In this book, the authors provide a detailed and informative analysis of how academic psychiatry is being affected by and is adapting to the changes brought about by managed care. The senior editor and author, Dr. Roger Meyer, is uniquely suited to make this analysis, having spent more than two decades in roles that include department chair, director of a faculty practice plan, executive dean of a school of medicine, and vice-president for health affairs at a health sciences center. The book, which was written as part of a project funded by the MacArthur Foundation, benefits from Dr. Meyer's detailed understanding of the complex functioning of departments and academic health centers. Dr. Meyer adds to his own experiences by including data from surveys of departments of psychiatry around the country and in-depth case studies of six departments, outlining their specific attempts to adapt and thrive.

What emerges is a sophisticated and well-informed view of how departments of psychiatry function as complex organizations that are imbedded in and interdependent with schools of medicine and academic health science centers. Departments use diverse sources of funding to support a range of departmental missions, such as clinical innovation, research, medical student education, resident training, and junior faculty development. During periods of financial abundance, department chairs use cross-subsidies that enable all of the department's multiple missions to peacefully coexist.

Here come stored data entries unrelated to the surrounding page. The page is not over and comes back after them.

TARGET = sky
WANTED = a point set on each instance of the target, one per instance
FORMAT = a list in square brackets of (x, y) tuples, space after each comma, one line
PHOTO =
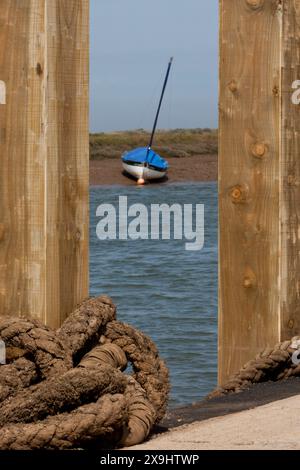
[(131, 43)]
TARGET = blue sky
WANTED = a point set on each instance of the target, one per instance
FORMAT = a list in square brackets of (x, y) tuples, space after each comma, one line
[(131, 43)]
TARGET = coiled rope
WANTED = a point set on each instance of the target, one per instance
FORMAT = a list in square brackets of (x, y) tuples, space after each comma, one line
[(272, 364), (67, 389)]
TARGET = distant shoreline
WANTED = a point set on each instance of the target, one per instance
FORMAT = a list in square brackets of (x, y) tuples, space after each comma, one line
[(108, 171)]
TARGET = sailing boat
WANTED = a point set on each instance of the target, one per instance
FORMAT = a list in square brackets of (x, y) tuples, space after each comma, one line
[(143, 163)]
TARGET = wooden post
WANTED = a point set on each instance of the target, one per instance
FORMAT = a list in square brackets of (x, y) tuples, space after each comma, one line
[(44, 49), (259, 178)]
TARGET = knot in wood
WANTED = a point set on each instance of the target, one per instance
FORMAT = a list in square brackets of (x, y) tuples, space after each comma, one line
[(259, 150), (255, 4)]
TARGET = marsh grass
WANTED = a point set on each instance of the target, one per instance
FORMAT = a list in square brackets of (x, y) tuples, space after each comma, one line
[(179, 143)]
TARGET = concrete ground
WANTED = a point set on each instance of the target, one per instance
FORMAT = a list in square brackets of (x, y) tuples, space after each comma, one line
[(275, 426)]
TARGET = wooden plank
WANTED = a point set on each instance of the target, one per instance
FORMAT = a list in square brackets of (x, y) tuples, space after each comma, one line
[(249, 180), (290, 173), (44, 157)]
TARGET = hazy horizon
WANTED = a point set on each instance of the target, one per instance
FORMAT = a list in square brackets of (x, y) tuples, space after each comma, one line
[(129, 61)]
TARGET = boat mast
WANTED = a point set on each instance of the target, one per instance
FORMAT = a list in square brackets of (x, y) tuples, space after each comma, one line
[(159, 106)]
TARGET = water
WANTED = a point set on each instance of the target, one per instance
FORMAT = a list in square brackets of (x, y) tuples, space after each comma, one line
[(159, 287)]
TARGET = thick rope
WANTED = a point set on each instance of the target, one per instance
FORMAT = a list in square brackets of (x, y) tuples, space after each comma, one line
[(66, 389), (272, 364)]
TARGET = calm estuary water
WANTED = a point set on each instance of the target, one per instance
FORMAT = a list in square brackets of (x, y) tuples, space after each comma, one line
[(162, 289)]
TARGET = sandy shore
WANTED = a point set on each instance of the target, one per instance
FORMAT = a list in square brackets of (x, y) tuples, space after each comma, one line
[(274, 426), (195, 168)]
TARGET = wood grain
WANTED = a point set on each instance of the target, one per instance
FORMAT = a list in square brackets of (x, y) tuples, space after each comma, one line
[(249, 180), (44, 51), (290, 174)]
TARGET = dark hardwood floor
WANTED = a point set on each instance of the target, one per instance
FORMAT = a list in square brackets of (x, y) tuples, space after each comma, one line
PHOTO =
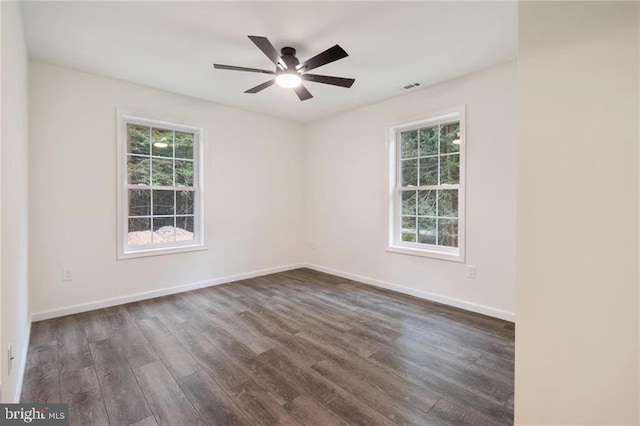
[(295, 348)]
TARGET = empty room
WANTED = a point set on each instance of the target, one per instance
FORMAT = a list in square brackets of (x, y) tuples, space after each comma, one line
[(320, 213)]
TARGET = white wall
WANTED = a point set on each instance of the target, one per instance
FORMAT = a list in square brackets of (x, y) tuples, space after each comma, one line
[(253, 190), (577, 254), (346, 193), (14, 177)]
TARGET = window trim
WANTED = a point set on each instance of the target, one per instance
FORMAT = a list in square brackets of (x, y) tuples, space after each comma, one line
[(395, 245), (123, 250)]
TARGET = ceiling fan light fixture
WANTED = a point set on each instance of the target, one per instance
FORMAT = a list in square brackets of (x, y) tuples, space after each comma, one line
[(288, 80)]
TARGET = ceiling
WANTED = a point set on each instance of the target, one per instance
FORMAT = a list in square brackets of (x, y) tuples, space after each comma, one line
[(173, 45)]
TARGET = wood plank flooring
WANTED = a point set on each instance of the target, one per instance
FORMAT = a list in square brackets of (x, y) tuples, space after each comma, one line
[(295, 348)]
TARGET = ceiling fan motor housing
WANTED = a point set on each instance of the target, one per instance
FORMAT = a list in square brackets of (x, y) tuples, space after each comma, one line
[(289, 57)]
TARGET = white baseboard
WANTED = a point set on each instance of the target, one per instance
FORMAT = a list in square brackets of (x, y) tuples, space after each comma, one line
[(105, 303), (445, 300), (22, 365)]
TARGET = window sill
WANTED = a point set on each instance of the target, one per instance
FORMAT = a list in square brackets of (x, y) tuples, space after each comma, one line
[(160, 251), (433, 254)]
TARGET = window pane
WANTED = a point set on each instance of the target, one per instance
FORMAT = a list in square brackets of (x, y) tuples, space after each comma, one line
[(409, 229), (450, 169), (184, 173), (409, 202), (448, 203), (184, 202), (427, 230), (137, 139), (184, 228), (139, 231), (429, 141), (163, 230), (448, 232), (409, 172), (449, 133), (139, 202), (162, 142), (429, 171), (138, 170), (162, 202), (184, 145), (162, 172), (427, 203), (409, 144)]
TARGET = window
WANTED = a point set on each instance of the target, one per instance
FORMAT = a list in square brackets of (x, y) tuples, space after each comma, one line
[(427, 186), (160, 207)]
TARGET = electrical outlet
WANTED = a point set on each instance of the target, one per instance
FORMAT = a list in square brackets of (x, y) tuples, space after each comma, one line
[(10, 359), (67, 274), (471, 271)]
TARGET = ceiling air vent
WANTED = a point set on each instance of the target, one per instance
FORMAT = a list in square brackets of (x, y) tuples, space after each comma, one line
[(411, 86)]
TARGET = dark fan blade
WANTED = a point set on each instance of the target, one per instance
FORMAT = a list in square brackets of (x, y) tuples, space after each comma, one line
[(234, 68), (260, 87), (302, 93), (267, 48), (327, 79), (330, 55)]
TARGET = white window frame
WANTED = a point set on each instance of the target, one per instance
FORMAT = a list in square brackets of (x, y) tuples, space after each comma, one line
[(396, 245), (124, 251)]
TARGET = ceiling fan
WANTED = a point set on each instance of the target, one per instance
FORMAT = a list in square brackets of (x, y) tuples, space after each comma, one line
[(290, 72)]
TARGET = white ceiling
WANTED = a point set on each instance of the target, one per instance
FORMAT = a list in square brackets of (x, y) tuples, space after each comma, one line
[(173, 45)]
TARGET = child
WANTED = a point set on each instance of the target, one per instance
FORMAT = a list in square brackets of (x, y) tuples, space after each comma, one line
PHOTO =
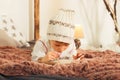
[(60, 41)]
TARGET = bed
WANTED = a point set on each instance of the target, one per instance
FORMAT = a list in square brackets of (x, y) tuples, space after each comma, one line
[(92, 65), (16, 64)]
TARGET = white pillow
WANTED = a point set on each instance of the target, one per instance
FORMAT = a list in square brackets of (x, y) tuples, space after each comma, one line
[(7, 24)]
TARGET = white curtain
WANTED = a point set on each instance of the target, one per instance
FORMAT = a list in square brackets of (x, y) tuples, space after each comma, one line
[(94, 17)]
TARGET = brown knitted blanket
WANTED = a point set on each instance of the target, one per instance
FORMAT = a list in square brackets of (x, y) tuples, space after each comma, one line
[(93, 65)]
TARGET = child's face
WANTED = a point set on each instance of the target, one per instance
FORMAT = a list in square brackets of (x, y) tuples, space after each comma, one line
[(58, 46)]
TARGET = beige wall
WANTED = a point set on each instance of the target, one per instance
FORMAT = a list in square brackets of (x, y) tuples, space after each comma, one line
[(19, 11)]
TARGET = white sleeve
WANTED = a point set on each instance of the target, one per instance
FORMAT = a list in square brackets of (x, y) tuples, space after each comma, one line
[(38, 51)]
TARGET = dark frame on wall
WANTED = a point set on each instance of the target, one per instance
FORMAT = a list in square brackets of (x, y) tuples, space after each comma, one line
[(36, 20)]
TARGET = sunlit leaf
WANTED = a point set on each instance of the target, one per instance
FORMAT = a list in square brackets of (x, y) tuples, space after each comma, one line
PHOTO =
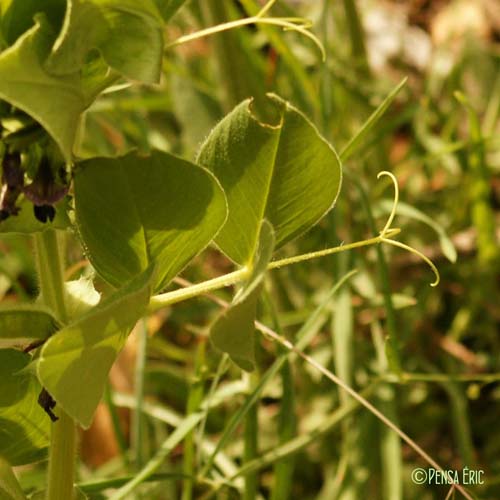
[(17, 16), (24, 427), (133, 211), (55, 102), (21, 323), (234, 331), (75, 362), (286, 173), (128, 34)]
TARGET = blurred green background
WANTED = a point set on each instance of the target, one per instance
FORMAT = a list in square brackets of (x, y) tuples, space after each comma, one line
[(441, 138)]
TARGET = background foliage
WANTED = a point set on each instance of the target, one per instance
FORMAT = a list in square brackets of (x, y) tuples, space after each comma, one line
[(439, 137)]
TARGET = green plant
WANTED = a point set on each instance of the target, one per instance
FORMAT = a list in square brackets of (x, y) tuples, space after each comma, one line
[(263, 177)]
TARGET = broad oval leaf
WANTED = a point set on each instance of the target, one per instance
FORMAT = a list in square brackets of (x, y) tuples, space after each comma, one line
[(55, 102), (17, 16), (20, 323), (24, 427), (286, 173), (75, 362), (234, 332), (133, 211), (128, 34)]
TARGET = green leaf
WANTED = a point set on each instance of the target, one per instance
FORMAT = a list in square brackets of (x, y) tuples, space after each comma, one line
[(24, 426), (25, 221), (133, 211), (234, 331), (75, 362), (55, 102), (128, 34), (17, 16), (10, 489), (80, 297), (20, 323), (286, 173)]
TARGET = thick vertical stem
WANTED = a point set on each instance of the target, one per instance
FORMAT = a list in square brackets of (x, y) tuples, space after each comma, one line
[(49, 251)]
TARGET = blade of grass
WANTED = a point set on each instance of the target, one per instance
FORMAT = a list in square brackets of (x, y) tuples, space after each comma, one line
[(304, 336), (287, 421), (369, 124), (194, 400), (355, 395), (137, 424)]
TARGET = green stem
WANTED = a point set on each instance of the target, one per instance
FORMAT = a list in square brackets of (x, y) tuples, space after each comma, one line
[(166, 299), (50, 264)]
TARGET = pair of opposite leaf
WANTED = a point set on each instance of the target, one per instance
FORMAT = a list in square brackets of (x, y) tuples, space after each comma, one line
[(62, 53), (135, 214)]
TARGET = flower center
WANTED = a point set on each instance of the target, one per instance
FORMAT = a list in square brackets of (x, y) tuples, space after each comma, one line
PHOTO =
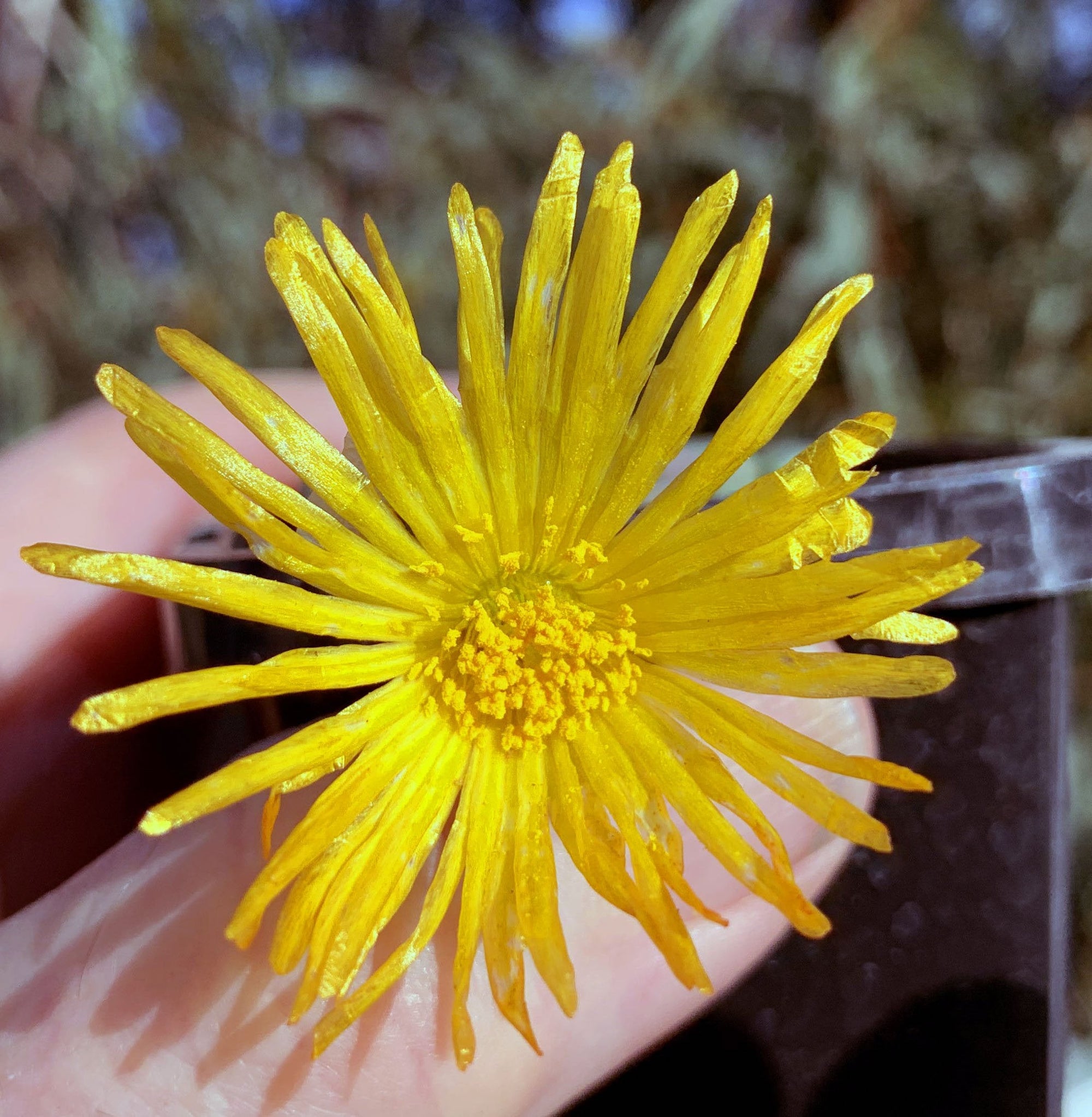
[(531, 664)]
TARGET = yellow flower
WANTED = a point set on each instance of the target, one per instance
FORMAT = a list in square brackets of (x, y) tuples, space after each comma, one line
[(545, 648)]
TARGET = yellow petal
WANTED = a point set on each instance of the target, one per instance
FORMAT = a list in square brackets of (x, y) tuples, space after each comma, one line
[(437, 902), (677, 391), (759, 512), (389, 279), (610, 775), (295, 441), (545, 268), (910, 628), (583, 379), (435, 413), (836, 529), (750, 427), (705, 710), (648, 749), (787, 742), (485, 785), (387, 451), (330, 740), (817, 674), (811, 587), (289, 673), (501, 934), (346, 922), (482, 371), (647, 332), (536, 882), (222, 591), (826, 622), (706, 769), (406, 837)]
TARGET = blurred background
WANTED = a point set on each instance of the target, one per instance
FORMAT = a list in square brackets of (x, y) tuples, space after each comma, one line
[(945, 145)]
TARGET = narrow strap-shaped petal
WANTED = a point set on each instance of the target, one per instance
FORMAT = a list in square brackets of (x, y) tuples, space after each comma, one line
[(203, 451), (836, 529), (750, 427), (797, 747), (389, 279), (278, 547), (389, 455), (536, 882), (222, 591), (647, 332), (486, 784), (812, 586), (435, 413), (352, 569), (765, 509), (296, 259), (501, 935), (584, 377), (817, 674), (545, 268), (650, 751), (348, 798), (437, 902), (482, 371), (289, 673), (405, 840), (602, 864), (644, 335), (609, 773), (824, 622), (492, 239), (702, 708), (707, 770), (366, 876), (910, 628), (679, 387), (330, 741), (295, 441)]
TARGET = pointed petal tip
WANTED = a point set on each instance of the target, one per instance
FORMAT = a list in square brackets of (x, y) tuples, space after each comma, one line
[(87, 720), (812, 923), (624, 153), (153, 824), (34, 555), (459, 204)]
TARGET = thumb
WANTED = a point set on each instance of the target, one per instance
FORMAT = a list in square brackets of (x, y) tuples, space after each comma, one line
[(120, 995)]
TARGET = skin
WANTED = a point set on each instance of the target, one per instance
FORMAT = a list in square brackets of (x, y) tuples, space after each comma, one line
[(120, 996)]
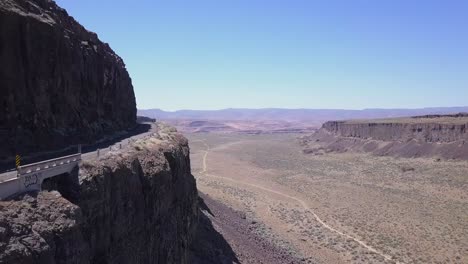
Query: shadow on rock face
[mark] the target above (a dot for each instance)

Periods of financial scarcity and funding shifts, such as those brought about by managed care, create challenges in how a department employs its limited fiscal resources to serve its multiple missions. At the same time, other departments within the school of medicine and the academic health center are also engaged, and sometimes at odds, in a Darwinian struggle to adapt to and survive the changing financial conditions brought about by managed care. These stresses are compounded because the financial management, the administrative, and the personnel systems at most universities are not geared to cope with the demands of a rapidly changing, more entrepreneurial health care environment.

It's about here that Dr. Meyer's administrative maturity and therapeutic neutrality serve to soothe and calm the reader. Although he agrees that academic psychiatry must change and adapt to survive, he reminds us that the field has faced paradigm shifts in the past, and that each time the field has adapted and emerged stronger than before. He goes on to describe how, during these times of paradigm shift, visionary leaders attend to both the structure and the culture of their department to help shape its destiny.

I would highly recommend Between Mind, Brain, and Managed Care to current or aspiring leaders in academic psychiatry. The seventh and final chapter is a particularly useful summary of the core issues and essential ingredients of successful adaptation. For those of us involved in or mired in these system changes, this book turns out to be a surprisingly good read.

Dr. Thomas is associate professor of psychiatry at the University of the Colorado Health Sciences Center in Denver and medical director of Colorado Psychiatric Health and Access Behavioral Care.